He strode from the main parlour, where his guests were, over to the second parlour.
"Shan't be long chaps." The brightly dressed people chatted happily. He adjusted his bowtie and collar.
"Splendid Nisbet."
"Willard, are you there man?"    
In the second parlour was an elderly overweight man. Weakly the man rang the bell. Linley pulled his eyes away from the dribble and food stains on the man's waistcoat, and focussed on the view of the grounds.

"Grandfather, the footman will be here as soon as practicable."
"Are there you are Wentworth, my boy. Be a good lad and fetch me some tea would yer." The man was short of breath." 
"Grandfather, we have servants for that now, it's not the 1840's anymore."
"What's that yer say. Four sugars, and a little cream." He coughed lightly.
"Really grandfather, a footman will be along shortly." His grandfather tried to lift himself from the wicker chair, the armrests were well used. His blanket slipped from his legs onto the shiny patch of parquet flooring that surrounded the chair. He gave up after a few seconds, preferring to settle back into the cushions, and running his fingers through his thin white hair.  
"Your a good boy Wentworth, helping yer old grandad like this." The old man lifted his knee and farted.
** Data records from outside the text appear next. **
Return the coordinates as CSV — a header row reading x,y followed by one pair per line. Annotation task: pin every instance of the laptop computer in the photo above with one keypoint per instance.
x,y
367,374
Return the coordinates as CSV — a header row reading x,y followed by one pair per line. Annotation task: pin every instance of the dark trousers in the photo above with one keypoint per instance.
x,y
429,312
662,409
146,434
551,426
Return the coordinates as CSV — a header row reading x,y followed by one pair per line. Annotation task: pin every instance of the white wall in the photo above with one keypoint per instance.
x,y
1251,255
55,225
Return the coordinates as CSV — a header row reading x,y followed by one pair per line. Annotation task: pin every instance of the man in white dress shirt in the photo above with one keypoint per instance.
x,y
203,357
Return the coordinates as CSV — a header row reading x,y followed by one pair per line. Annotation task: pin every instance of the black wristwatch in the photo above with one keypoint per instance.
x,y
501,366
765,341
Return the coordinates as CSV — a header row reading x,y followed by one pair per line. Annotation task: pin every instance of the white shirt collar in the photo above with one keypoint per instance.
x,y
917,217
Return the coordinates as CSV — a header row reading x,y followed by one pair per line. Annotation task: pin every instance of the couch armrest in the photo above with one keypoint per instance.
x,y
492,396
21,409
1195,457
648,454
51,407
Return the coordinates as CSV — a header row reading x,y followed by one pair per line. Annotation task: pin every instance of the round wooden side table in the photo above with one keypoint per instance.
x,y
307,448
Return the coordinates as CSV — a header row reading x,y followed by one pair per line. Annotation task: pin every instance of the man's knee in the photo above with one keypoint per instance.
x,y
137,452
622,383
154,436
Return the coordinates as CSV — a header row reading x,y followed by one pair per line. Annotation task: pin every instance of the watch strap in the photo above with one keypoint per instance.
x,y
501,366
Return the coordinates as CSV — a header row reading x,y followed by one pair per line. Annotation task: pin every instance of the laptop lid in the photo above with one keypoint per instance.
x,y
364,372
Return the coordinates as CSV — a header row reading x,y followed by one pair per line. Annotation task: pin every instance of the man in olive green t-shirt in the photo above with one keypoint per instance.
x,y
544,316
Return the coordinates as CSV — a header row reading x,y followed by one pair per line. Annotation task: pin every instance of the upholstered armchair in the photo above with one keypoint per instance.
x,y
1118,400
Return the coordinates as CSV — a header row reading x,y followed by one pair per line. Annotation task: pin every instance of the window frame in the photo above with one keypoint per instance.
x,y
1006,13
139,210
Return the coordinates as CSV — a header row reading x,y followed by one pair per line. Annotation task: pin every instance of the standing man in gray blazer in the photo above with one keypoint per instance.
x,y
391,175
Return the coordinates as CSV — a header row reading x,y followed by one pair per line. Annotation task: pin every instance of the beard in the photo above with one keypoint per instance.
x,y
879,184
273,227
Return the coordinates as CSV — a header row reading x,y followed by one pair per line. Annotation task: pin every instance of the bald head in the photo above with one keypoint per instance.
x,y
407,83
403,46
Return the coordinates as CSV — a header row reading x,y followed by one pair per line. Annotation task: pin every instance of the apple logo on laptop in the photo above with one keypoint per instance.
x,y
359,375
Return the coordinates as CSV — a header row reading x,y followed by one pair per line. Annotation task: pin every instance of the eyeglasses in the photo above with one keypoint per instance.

"Really grandfather, I must protest."
"Before we had all this, I started as a clerk to a poultry salesman yer know."
"Grandfather, you've told me this narrative dozens of times, we have guests to attend to."
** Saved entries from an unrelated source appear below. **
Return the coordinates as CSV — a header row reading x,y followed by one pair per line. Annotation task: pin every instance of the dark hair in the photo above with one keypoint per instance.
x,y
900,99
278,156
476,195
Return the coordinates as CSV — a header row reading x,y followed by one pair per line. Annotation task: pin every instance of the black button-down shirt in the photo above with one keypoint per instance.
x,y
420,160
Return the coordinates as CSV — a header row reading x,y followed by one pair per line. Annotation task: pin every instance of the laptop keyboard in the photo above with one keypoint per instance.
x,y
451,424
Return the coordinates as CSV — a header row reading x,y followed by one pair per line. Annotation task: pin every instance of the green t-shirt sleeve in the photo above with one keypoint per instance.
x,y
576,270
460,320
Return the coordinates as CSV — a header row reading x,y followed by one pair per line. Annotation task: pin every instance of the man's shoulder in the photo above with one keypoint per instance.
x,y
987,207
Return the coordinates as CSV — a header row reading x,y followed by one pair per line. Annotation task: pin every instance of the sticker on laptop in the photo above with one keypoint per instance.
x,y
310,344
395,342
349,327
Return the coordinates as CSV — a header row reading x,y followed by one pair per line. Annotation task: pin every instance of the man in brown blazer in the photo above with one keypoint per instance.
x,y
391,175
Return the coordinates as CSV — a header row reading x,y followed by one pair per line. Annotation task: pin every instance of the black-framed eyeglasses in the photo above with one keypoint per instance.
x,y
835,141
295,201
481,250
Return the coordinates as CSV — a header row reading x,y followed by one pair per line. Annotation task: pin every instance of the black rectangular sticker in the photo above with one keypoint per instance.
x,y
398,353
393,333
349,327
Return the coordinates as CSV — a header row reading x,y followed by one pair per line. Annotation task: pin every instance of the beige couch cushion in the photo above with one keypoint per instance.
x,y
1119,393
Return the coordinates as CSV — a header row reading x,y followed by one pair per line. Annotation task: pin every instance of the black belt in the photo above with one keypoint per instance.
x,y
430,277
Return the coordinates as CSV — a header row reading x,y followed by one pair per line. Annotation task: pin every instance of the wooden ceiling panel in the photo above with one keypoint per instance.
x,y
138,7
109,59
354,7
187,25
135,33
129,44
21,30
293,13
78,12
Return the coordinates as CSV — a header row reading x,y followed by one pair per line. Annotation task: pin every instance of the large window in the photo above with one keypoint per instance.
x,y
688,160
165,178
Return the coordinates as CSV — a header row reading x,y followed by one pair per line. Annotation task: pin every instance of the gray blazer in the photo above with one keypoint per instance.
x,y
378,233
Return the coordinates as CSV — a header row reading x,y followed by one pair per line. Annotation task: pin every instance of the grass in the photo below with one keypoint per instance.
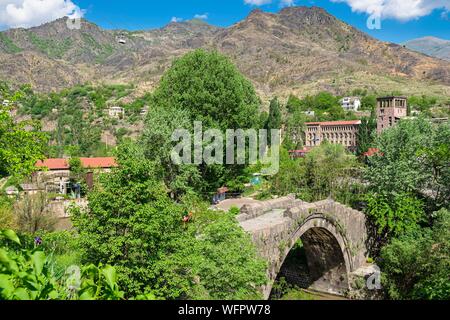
x,y
298,294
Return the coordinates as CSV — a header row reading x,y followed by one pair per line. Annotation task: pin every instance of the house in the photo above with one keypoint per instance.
x,y
55,174
335,132
294,154
390,110
116,112
351,103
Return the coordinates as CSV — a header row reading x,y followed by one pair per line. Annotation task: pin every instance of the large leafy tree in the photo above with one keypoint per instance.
x,y
328,170
366,134
201,86
132,223
130,220
414,158
211,88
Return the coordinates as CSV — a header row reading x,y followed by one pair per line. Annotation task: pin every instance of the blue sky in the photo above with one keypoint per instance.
x,y
402,20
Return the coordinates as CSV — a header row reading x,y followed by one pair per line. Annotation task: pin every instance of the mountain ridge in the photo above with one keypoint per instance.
x,y
431,46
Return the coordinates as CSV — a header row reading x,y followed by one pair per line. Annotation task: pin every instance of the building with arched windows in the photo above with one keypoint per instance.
x,y
335,132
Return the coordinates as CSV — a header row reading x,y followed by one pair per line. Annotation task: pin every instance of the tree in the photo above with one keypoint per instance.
x,y
28,274
413,159
130,220
328,170
366,134
200,86
22,144
160,124
294,130
33,214
211,89
293,104
274,119
221,264
415,266
394,215
132,223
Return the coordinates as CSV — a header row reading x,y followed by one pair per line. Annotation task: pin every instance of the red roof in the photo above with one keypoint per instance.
x,y
54,164
98,163
305,150
63,164
334,123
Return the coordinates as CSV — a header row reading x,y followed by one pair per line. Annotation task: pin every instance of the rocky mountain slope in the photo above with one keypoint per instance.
x,y
431,46
299,50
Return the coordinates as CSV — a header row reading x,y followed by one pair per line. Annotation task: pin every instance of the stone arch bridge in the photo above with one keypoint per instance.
x,y
333,236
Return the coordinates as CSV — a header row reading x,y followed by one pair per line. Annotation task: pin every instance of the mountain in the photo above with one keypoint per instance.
x,y
298,50
431,46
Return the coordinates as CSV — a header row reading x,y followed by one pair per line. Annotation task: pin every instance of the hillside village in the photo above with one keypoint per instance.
x,y
88,176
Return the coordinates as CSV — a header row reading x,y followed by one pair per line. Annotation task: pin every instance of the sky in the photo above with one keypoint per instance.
x,y
390,20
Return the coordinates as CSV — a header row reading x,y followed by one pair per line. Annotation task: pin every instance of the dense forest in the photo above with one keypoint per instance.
x,y
148,231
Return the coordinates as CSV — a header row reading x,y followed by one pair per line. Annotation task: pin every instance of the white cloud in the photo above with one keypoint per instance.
x,y
287,3
175,19
283,3
397,9
257,2
30,13
201,16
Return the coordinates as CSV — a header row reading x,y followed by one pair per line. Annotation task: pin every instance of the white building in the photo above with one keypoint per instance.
x,y
351,103
116,112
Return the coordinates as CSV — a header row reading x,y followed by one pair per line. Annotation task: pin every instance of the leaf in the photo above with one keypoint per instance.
x,y
22,294
38,260
6,260
11,235
6,286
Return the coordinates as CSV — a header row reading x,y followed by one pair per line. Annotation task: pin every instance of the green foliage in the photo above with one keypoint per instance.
x,y
33,215
294,125
422,103
211,89
200,86
28,274
414,159
131,223
7,219
326,171
21,145
394,216
366,134
79,114
274,119
215,259
234,211
8,44
416,265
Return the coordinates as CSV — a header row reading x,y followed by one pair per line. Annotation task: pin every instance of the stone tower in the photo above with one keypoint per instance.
x,y
389,111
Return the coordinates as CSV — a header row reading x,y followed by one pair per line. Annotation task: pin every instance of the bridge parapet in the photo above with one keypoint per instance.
x,y
254,210
333,235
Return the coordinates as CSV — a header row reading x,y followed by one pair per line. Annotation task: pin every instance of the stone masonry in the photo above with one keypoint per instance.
x,y
333,235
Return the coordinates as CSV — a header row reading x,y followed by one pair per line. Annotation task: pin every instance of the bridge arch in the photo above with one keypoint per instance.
x,y
334,238
327,252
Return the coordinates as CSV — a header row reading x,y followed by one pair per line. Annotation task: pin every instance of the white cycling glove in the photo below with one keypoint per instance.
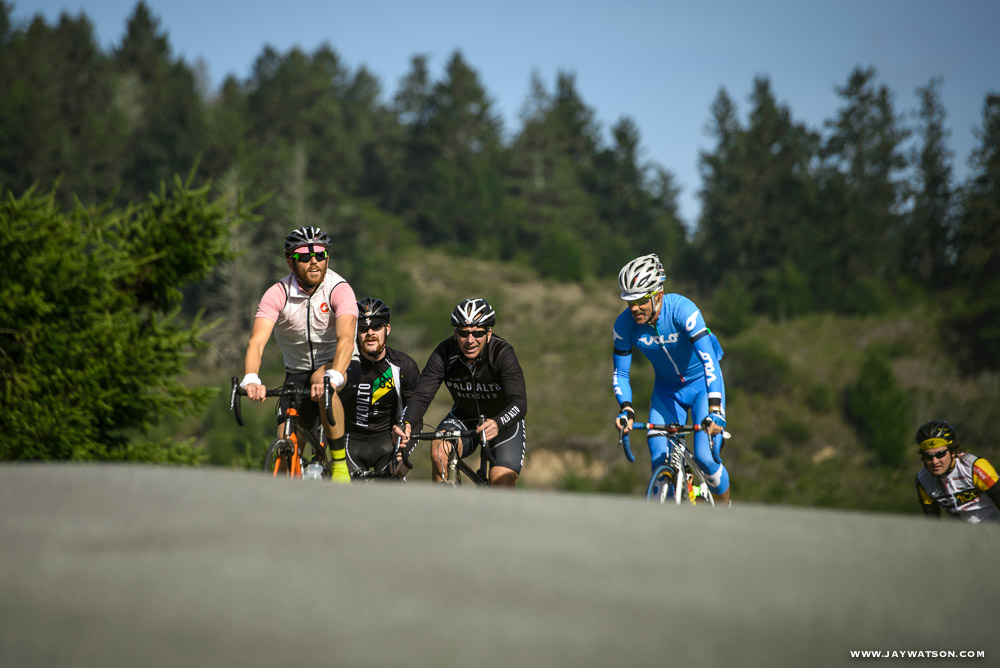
x,y
336,378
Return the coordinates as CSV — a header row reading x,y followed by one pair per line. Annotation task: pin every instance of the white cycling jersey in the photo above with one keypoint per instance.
x,y
305,324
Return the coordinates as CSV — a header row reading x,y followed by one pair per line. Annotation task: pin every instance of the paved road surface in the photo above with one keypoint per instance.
x,y
141,566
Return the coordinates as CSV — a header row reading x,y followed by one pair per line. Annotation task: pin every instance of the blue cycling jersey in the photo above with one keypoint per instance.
x,y
685,357
680,347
"I was one of the lucky ones yer know, what with being able to read and write back then. The Franciscan monks taught us. Proper strict they was. No nonsense, not like these days. They'd learn yer they would. Slap around yer head, or locked in the cupboard if you didn't learn. And none of these new fancy fountain pens mind. Slate and chalk we had, and jolly lucky we were to have those." He stroked his moustache, slowly. "One fellow got hisself locked in a cupboard all day long, and we could hear his blubbing. He was made a proper example of. The monks would not stand for any of the malarkey young fellows today get up to.
"Mind you, those monks could be a tad too much sometimes. After school, they'd go back to their monastery and start on the demon drink. Brewed their own they did. A few were downright vicious, after a few bevvies." He farted again. 
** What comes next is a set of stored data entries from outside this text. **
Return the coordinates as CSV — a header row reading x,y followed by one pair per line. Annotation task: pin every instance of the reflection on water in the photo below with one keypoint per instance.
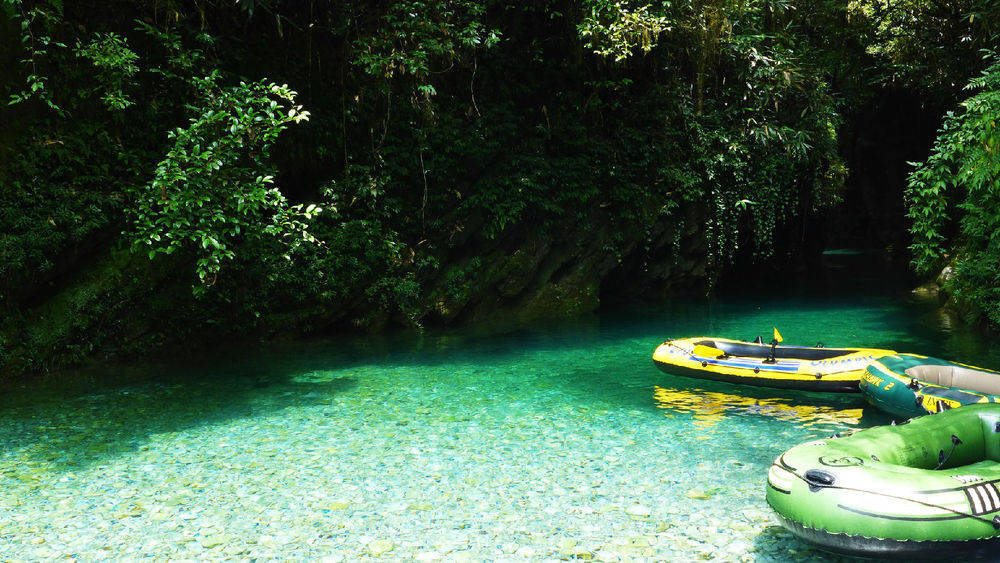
x,y
709,408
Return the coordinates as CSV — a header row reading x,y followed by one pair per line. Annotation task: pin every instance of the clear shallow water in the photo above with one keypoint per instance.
x,y
548,441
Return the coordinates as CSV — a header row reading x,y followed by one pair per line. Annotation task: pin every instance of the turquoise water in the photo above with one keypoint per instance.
x,y
548,441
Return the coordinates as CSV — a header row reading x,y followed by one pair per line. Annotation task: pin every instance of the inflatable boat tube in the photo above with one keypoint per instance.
x,y
766,365
926,488
908,385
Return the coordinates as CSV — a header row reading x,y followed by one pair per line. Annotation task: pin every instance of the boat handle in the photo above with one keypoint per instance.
x,y
818,479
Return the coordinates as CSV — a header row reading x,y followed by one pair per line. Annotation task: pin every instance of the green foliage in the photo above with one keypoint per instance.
x,y
115,65
926,43
212,188
962,176
615,29
36,21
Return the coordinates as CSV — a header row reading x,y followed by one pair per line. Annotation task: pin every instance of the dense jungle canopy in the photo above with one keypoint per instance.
x,y
186,171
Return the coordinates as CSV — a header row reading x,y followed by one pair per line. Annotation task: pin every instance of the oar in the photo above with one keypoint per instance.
x,y
707,351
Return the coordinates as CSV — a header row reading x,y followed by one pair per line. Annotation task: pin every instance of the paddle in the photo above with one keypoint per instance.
x,y
707,351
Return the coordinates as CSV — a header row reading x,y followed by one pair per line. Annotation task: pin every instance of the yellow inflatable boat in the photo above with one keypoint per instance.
x,y
767,365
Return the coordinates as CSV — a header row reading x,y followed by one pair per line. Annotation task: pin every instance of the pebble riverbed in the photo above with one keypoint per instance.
x,y
541,444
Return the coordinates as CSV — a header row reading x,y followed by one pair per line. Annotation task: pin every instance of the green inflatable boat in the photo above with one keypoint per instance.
x,y
909,385
928,487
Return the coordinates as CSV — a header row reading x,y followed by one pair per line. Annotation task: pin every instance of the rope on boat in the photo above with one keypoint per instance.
x,y
995,522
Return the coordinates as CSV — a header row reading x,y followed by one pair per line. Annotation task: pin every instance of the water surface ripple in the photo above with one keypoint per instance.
x,y
549,441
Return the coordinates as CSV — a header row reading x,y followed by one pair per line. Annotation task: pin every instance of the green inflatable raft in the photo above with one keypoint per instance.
x,y
909,385
928,487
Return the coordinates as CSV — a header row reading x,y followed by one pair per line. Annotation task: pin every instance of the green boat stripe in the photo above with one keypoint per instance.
x,y
956,489
783,491
910,518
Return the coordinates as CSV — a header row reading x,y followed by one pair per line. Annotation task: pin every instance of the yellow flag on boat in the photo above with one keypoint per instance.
x,y
707,351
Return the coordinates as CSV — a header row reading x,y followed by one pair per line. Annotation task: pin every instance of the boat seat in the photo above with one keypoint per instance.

"They even had special pockets in their robes for bottles of the brew."
Nisbet Linley slipped away back to the main parlour, catching a footman.
"There you are man. How aggravating, where in blazes did you get to. Mr Nisbet will take elevenses."
"Yes sir." The footman hurried off again. Nisbet Linley then strode to the main parlour, to continue interracting with his friends. 

Back in the second parlour the old man continued talking,
"Came down to London back in 1839 as a boy. Took twelve days by rough cart, with all the chickens for company. None of these steam engines back then. Rough place it was back then, I can tell you. The seven dials had some characters I can tell you. Steal a chicken as do an honest days work for one, and hang for it, they would. Mind you justice was fair back then. Nowadays they just get sent to Australia."  As he closed his blue eyes he pictured everything, like yesterday.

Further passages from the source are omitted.